Before 2019, some coronaviruses circulated in the population. They are the human coronaviruses 229E, NL63, OC43, and HKU1. The SARS-Cov-2 entered the scene in December 2019.
Every time a virus infects anyone, it mutates and changes to find a way to survive. That’s because everybody’s immune system is different. The specificity and properties of an individual’s antibodies, T-cells, B-cells, and others are formed based on their genetic makeup, vaccination status, prior exposure to other viruses, and health conditions.
Viruses do not think. They don’t have a brain. What they do is replicate, and errors or mutations happen. Some mutations are successful, and other mutations kill the virus.
If a SARS-CoV-2 encounters a group of people or a population that has been exposed to several viruses, then we can expect those people to have an “experienced” immune system that knows how to handle a wide range of viruses with several mutations. This enables that host to survive that virus.
If the mutations make the viruses more deadly, then the carrier either becomes symptomatic, seeks treatment, gets hospitalized and isolated, or dies—all of these separate the person infected with a more pathogenic variant from the rest of the population.
If the variant is less deadly or pathogenic, the infected carrier will be mildly symptomatic or asymptomatic, not seek treatment, and will not die. That means that variants with all those mutations will survive with their host and spread to the general population. The host with the subclinical infection will develop an immune response towards that variant.
This is the reason why viral epidemics go away even without vaccinations. The population develops herd immunity.
If genetic sequencing is done on those asymptomatic people who carry the viruses with more mutations, the genome sequencing will reveal the mutations that enabled them to survive and live among asymptomatic people.
This is what happened to the four vaccinated people where the omicron variants were isolated. All of them were asymptomatic, and the test was conducted routinely in Botswana because they were traveling.
You can find the link here.
Most probably, the omicron variant is widespread by now in Botswana and Africa.
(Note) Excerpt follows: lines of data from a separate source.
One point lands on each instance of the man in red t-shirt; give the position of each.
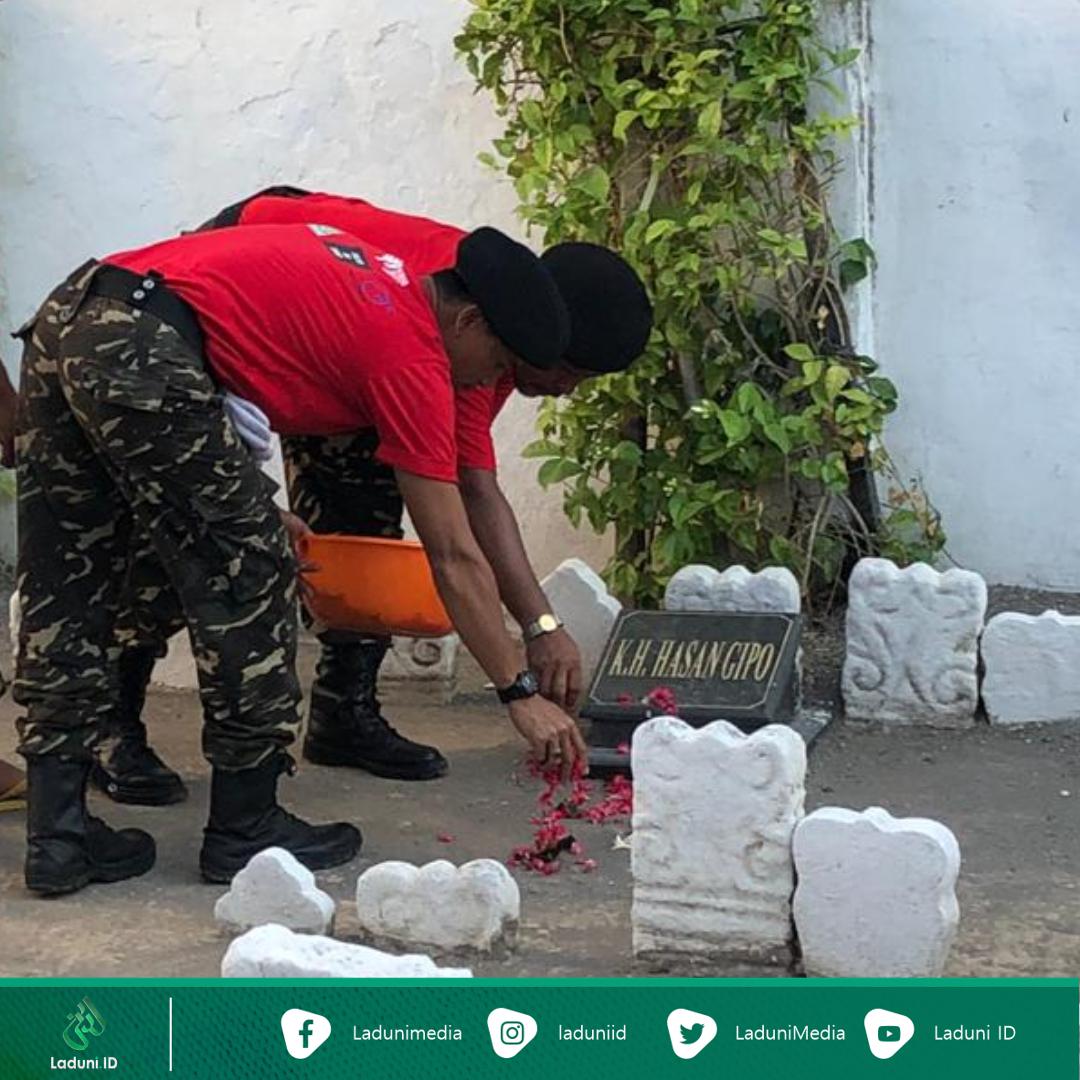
(122, 426)
(335, 486)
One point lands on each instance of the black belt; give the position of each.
(149, 293)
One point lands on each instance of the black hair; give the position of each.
(450, 287)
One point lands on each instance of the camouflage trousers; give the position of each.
(121, 433)
(335, 484)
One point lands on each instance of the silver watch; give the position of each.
(548, 623)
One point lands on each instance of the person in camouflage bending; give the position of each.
(121, 426)
(337, 485)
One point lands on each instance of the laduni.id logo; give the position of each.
(304, 1031)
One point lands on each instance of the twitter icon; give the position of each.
(690, 1031)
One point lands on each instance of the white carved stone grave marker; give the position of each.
(439, 905)
(912, 644)
(714, 811)
(876, 896)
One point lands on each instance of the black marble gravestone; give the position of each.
(719, 665)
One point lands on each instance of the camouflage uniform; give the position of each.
(335, 485)
(121, 433)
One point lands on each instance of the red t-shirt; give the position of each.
(322, 332)
(424, 246)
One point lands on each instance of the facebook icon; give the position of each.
(304, 1031)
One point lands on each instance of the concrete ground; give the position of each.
(1012, 798)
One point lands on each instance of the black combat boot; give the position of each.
(346, 725)
(244, 819)
(127, 770)
(67, 848)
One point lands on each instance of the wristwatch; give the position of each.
(548, 623)
(524, 686)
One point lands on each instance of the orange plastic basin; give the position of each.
(374, 585)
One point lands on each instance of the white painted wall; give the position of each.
(123, 121)
(976, 302)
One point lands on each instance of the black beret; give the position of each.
(610, 314)
(518, 297)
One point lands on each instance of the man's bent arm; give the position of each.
(499, 537)
(554, 657)
(462, 574)
(469, 591)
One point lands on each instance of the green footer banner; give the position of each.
(541, 1028)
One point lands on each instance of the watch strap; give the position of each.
(547, 623)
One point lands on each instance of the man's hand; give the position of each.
(552, 736)
(296, 528)
(252, 424)
(556, 661)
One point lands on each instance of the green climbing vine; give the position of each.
(682, 134)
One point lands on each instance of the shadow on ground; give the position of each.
(1012, 798)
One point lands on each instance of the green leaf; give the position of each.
(709, 120)
(595, 181)
(531, 115)
(623, 119)
(555, 470)
(799, 351)
(736, 426)
(541, 448)
(658, 229)
(836, 378)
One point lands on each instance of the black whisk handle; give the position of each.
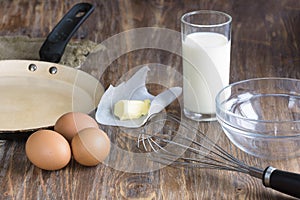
(282, 181)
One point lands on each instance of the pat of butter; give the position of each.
(131, 109)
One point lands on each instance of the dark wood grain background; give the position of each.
(265, 42)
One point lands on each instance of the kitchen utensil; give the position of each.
(262, 116)
(177, 143)
(34, 94)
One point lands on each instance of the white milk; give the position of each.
(206, 65)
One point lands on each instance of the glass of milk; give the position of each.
(206, 41)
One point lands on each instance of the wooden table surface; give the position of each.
(265, 42)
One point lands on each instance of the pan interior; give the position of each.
(36, 99)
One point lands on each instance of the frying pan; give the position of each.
(34, 94)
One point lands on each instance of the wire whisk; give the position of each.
(170, 141)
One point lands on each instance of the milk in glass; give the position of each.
(206, 65)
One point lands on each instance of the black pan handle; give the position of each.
(282, 181)
(54, 46)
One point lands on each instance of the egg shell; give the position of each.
(71, 123)
(48, 150)
(90, 146)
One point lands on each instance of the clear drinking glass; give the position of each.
(206, 42)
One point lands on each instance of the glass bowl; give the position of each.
(262, 116)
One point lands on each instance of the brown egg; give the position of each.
(90, 146)
(71, 123)
(48, 150)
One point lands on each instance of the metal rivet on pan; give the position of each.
(53, 70)
(32, 67)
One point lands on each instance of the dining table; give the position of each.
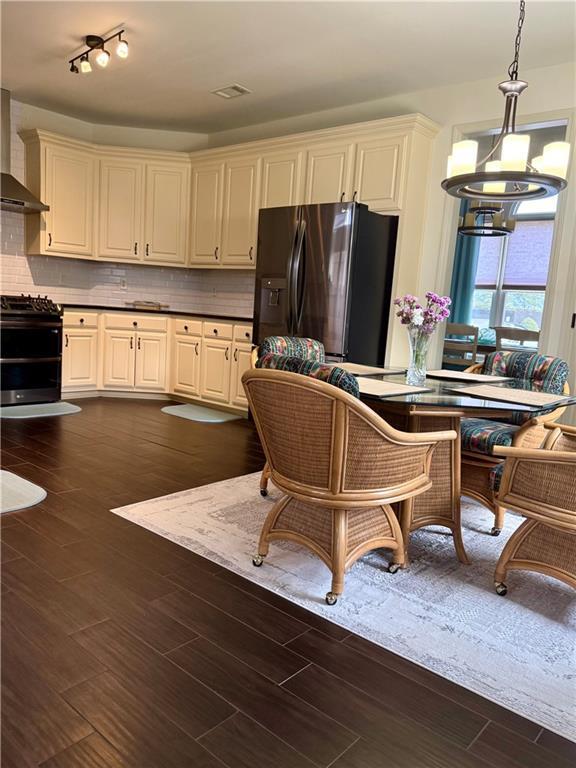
(442, 406)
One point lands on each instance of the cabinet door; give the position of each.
(240, 216)
(119, 357)
(206, 219)
(215, 375)
(166, 213)
(151, 361)
(186, 364)
(241, 362)
(378, 173)
(329, 173)
(281, 179)
(80, 359)
(121, 199)
(70, 195)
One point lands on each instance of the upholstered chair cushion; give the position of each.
(496, 477)
(482, 435)
(329, 373)
(293, 346)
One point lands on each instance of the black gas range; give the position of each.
(30, 349)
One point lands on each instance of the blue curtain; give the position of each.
(464, 274)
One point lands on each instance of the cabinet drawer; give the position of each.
(79, 319)
(128, 321)
(217, 330)
(188, 327)
(243, 333)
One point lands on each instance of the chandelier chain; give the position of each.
(513, 68)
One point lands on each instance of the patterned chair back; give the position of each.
(293, 346)
(540, 372)
(331, 374)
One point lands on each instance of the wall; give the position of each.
(69, 281)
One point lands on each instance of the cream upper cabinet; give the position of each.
(119, 358)
(241, 362)
(240, 213)
(329, 172)
(121, 188)
(186, 357)
(69, 191)
(166, 213)
(151, 359)
(281, 179)
(215, 374)
(206, 219)
(80, 359)
(378, 172)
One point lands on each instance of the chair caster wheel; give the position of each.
(331, 598)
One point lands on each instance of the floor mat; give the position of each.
(18, 493)
(200, 413)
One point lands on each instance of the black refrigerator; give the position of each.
(325, 271)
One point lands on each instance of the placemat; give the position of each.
(386, 388)
(463, 376)
(520, 396)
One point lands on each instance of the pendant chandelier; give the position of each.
(513, 177)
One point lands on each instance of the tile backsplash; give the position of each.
(69, 281)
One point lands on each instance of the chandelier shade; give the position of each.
(513, 177)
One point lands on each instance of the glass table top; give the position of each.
(442, 393)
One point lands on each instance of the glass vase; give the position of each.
(419, 343)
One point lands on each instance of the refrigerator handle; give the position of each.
(297, 301)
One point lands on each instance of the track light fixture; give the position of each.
(95, 44)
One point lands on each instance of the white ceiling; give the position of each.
(297, 57)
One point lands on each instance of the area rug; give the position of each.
(38, 410)
(200, 413)
(516, 650)
(18, 493)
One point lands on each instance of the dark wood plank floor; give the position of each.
(122, 649)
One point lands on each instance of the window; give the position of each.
(512, 271)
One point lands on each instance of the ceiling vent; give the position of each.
(231, 91)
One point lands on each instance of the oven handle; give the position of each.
(30, 359)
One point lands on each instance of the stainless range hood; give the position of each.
(14, 195)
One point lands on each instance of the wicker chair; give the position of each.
(288, 346)
(480, 437)
(339, 467)
(541, 484)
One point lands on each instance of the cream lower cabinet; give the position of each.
(80, 359)
(151, 359)
(241, 362)
(119, 359)
(215, 371)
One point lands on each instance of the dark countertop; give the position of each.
(103, 307)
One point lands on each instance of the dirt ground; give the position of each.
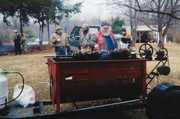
(35, 70)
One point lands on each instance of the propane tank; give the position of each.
(3, 89)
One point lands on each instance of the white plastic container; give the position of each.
(3, 89)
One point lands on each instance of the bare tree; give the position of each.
(162, 13)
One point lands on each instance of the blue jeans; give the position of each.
(60, 51)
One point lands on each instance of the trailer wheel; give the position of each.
(146, 51)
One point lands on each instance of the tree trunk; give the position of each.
(21, 22)
(40, 35)
(48, 29)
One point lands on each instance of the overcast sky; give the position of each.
(95, 8)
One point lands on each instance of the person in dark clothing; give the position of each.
(17, 44)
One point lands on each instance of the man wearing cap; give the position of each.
(59, 41)
(87, 41)
(105, 40)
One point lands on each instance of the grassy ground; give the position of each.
(35, 71)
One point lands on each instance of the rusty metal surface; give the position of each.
(90, 80)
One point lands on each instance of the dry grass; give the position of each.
(35, 71)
That does not necessarily mean that the omicron variant is 100% nonfatal. Severe illness may happen if someone is immune-compromised and has several chronic conditions like obesity, hypertension, and diabetes.
If someone does not have a wide range of immune defense against the omicron, they may develop symptoms.
So, should you be afraid of the omicron variant? Personally, I will continue what I am currently doing.
My strategy at this time is to maintain a healthy immune response with diet and exercise. Continue hand washing and the use of hand sanitizers. Stay away from symptomatic people. I take the necessary supplements to optimize my immune system and treat early for any signs of viral infections.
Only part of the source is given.